We can all do with less

You will be less stressed and might find your business more successful if you can shed some baggage.

I ’m three days into a four-day spring break camping trip with my 13-year-old daughter, Hazel, and her best friend, Lilly (they have been inseparable practically since birth). And the full recognition just hit me (not for the first time, mind you!) this morning, as I sit here at a picnic table drinking my coffee with our female Great Pyrenees, “Bella,” that we can all do with less.

Mark Zweig

On this trip, our meals have been simple and our days have been even simpler. Three of us are living comfortably in what is probably, at most, a 240-square-foot space. And while I can’t say everything happens faster (try cleaning a cast iron skillet in a motorhome sink or changing clothes in a bedroom that has about 12 inches of space surrounding the bed), it all still gets done and you have so much time for solitude and reflection.

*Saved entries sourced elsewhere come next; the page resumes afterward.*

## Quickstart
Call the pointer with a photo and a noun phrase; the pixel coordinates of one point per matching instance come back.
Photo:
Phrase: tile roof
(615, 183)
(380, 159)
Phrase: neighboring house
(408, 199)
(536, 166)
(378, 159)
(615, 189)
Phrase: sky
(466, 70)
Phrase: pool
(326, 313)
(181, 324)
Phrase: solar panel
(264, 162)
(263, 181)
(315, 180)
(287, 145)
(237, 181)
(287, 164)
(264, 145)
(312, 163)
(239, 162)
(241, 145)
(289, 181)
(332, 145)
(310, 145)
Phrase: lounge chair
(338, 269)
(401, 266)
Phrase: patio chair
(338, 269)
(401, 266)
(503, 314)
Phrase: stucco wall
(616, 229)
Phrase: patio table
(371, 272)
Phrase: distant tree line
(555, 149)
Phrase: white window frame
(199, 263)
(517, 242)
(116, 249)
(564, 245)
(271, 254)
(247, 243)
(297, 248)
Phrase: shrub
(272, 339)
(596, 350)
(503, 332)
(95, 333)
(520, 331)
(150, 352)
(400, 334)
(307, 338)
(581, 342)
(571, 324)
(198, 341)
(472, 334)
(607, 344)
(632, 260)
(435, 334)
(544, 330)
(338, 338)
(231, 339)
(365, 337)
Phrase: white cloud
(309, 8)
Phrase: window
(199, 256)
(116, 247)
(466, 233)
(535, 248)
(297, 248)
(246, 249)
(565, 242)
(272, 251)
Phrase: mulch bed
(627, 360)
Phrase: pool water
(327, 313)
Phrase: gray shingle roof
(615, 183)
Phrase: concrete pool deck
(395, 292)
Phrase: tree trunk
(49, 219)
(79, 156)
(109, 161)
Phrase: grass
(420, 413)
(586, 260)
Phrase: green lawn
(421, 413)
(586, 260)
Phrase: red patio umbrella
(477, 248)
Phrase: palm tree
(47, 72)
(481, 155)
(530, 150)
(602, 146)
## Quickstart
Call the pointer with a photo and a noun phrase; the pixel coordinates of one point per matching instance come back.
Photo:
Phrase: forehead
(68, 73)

Of course, being the compulsive cleaner and fixer that I am, the condition of our RV is making me want to take it home and rip everything out for a top to bottom cleaning, and it’s driving me a little mad that I cannot fix the leaky kitchen faucet because I somehow left my camper toolbox either at the

last campground we went to or at home. But those minor irritations aside, the taste of minimalist life is quite enjoyable. Instead of working on my yard and cleaning my cars and working on a house down the street that we are redoing – as I do most every other weekend – I can pretty much do absolutely nothing if I want to for most of the day. I think most of our readers can identify with me when I say that all of the stuff we aspire to own can become a trap. And it seems like one that so many successful people fall into. Every single thing you own has other purchases and other activities tied to it. And it takes up space.